Workers stay put as economic anxiety deepens: Indeed survey

NEW YORK, UNITED STATES — Roughly 40% of American workers are unhappy in their current jobs, but most won’t leave. That’s the finding from a recent Harris Poll conducted for Indeed, which reveals how deeply economic anxiety is reshaping the labor market.
Workers are prioritizing job security over job satisfaction, fearing that jumping ship could leave them jobless in an unpredictable economy.
“For employed workers and even for job seekers, stability is the name and the game,” says Priya Rathod, career trend expert at Indeed, told Fortune.
Despite the 139,000 new roles added in May and unemployment holding steady at 4.2%, the mood among workers is increasingly uneasy.
Nearly half of those surveyed by Indeed said they’re staying put because they’re afraid they might be laid off from a new job.
A chilling effect across the workforce
A wave of high-profile layoffs in 2025, from giants like Meta, Microsoft, and Disney, has added fuel to the fire.
“When [someone] hears about people being laid off, it’s not just things [they’re] reading or seeing in the media, it’s things that [they’re] experiencing in their community or network,” Rathod explained.
Other surveys echo this rising sense of dread.

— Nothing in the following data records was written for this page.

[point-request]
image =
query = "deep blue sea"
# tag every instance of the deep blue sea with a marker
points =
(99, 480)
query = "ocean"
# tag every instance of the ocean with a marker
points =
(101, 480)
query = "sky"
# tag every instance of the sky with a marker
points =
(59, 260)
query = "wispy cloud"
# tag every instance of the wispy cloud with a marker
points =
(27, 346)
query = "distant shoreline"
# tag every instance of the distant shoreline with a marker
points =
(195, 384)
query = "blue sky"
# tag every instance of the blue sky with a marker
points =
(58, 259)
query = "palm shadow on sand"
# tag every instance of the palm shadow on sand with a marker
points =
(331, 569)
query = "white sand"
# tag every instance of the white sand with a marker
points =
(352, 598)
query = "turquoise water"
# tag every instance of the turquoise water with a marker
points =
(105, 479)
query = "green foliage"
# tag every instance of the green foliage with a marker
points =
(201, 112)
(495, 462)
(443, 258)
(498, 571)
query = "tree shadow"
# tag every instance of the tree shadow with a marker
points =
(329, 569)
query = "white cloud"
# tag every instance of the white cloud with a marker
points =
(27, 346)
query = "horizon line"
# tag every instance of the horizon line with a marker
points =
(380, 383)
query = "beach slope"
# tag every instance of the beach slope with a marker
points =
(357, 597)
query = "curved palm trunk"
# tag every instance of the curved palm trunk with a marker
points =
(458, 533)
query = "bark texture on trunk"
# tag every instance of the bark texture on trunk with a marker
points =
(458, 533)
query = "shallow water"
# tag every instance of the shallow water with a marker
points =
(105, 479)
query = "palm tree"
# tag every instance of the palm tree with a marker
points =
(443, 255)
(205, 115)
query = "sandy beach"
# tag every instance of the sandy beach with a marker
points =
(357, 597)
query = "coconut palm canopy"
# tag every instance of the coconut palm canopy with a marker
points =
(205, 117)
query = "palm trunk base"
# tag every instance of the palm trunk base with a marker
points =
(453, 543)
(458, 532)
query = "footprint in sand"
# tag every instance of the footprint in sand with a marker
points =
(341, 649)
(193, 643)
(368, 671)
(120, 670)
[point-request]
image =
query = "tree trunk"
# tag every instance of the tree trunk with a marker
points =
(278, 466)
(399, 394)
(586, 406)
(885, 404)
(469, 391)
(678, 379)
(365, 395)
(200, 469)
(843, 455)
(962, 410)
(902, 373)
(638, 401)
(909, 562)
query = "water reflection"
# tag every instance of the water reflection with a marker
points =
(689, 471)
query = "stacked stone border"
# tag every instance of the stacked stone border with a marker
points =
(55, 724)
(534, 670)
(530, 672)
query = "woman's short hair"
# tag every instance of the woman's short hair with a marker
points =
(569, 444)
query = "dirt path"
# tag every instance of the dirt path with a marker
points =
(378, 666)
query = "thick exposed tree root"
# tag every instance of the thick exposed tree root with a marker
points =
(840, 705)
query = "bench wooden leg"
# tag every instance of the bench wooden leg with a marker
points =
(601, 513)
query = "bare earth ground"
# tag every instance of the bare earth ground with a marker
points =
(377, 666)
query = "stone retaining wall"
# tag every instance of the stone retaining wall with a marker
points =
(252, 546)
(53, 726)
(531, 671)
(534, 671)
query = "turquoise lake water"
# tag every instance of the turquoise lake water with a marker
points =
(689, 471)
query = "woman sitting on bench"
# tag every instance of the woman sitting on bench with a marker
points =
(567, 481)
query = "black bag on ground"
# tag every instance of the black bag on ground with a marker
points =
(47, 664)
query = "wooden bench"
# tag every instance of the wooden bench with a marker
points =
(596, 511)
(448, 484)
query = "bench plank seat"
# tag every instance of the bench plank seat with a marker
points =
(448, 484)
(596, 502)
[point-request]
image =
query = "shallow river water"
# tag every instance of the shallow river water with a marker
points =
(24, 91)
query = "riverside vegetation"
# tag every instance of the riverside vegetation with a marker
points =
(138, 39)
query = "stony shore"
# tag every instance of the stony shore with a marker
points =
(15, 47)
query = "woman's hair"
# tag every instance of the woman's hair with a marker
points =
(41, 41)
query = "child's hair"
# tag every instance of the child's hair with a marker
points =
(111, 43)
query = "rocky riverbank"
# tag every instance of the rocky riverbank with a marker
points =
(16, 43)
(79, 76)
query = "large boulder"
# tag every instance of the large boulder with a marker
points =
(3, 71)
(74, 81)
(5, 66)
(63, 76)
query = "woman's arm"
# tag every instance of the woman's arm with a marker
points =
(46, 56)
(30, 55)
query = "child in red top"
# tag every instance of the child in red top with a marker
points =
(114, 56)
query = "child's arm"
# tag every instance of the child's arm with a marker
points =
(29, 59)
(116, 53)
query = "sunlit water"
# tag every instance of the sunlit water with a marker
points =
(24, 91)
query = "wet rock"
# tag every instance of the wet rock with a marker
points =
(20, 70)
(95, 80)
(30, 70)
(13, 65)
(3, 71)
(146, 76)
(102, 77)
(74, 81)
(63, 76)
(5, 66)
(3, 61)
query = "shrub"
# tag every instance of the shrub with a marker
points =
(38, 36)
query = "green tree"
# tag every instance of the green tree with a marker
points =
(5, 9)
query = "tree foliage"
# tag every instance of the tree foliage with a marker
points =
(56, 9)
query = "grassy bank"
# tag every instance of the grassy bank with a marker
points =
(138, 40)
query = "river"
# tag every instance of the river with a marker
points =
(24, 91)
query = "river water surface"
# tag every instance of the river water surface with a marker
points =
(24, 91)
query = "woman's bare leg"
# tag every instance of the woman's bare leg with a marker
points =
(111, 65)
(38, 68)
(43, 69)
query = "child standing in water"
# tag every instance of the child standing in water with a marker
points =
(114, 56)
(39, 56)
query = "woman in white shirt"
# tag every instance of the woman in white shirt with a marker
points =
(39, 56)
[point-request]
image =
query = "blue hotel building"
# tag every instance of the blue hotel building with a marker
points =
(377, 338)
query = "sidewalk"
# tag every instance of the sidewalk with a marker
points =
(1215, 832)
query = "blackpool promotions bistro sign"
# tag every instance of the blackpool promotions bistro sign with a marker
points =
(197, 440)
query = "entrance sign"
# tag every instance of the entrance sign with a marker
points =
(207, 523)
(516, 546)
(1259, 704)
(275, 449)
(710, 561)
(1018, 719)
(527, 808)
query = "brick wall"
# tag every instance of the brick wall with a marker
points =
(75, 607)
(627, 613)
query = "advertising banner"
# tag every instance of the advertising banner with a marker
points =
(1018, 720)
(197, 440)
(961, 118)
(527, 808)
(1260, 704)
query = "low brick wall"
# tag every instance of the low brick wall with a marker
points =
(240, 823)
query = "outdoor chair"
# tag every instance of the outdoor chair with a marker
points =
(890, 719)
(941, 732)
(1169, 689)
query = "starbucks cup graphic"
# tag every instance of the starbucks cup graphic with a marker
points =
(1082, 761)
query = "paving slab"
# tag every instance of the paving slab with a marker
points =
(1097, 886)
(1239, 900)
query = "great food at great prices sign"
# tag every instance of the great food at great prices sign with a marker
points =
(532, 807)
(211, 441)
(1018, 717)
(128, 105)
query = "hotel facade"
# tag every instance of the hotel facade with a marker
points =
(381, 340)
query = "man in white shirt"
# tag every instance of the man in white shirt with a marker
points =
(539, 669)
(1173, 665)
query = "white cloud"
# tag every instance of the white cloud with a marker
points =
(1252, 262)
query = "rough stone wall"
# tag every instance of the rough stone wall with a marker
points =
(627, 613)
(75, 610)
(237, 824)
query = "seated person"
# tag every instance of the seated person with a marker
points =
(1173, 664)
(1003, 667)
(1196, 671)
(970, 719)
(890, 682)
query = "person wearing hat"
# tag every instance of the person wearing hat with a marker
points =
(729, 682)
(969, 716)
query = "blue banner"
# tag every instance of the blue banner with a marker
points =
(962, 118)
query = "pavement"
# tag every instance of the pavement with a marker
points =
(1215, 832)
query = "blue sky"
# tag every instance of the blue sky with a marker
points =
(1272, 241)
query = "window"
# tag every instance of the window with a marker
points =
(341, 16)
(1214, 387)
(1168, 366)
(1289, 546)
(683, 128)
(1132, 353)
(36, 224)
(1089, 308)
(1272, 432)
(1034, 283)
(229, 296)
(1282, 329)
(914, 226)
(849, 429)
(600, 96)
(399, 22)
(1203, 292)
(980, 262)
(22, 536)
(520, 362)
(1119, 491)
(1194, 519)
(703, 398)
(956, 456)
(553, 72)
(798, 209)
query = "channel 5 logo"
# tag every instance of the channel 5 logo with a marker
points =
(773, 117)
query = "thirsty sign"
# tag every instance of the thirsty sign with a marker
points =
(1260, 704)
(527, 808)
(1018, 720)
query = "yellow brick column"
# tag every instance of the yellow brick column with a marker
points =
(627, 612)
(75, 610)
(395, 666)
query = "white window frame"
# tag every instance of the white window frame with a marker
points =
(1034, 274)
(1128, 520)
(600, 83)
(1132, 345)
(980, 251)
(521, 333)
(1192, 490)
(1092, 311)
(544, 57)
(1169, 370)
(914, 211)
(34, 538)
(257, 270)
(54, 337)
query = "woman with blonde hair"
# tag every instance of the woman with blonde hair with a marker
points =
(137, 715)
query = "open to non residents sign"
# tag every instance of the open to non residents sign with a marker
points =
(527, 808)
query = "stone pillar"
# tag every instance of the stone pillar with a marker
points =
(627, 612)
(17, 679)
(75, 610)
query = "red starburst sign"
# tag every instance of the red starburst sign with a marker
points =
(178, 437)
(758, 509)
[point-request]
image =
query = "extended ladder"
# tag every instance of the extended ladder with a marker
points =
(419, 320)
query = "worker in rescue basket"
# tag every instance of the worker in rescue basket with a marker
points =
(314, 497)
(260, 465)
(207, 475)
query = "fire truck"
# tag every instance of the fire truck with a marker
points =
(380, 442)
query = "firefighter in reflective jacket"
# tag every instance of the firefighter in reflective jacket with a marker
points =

Mentions of “uncertainty” on Glassdoor jumped 80% year-over-year this April. Meanwhile, ZipRecruiter’s Job Seeker Confidence Index found that over a third of job hunters now believe new tariffs will make it even harder to land employment.
Pessimism hits entry-level workers hardest
Only 44% of workers in May said they had a positive outlook for the next six months, the lowest confidence level since Glassdoor began tracking the metric in 2016.
Entry-level employees are especially pessimistic, weighed down by fewer safety nets and fewer opportunities.
Still, Rathod urged caution over despair: “Prepare, don’t panic. It benefits job seekers to figure out what they may want to do next and learn the complementary skills that open doors to adjacent roles.”